Mael swung round to face him.
“Here, good Nevyn, all the guards swear that you’re dweomer. Answer me somewhat, honestly. Will I ever leave here for anything but my hanging?”
“That hasn’t been given me to know.”
Mael nodded, then went back to staring at the fire. Nevyn had to speak to him several times before he answered, and then it was only to discuss his reading.

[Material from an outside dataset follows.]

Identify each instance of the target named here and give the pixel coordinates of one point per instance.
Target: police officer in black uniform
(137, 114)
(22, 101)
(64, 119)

A silver wall, the rain swept over Dun Cerrmor. The council chamber was damp with a fine exhalation of cold from stone walls. Gweniver wrapped her plaid tightly round her as the councillors droned on. Across the table Dannyn fiddled with his dagger. The king leaned forward in his chair with an expression of such serious attention that she wondered what he was really thinking about.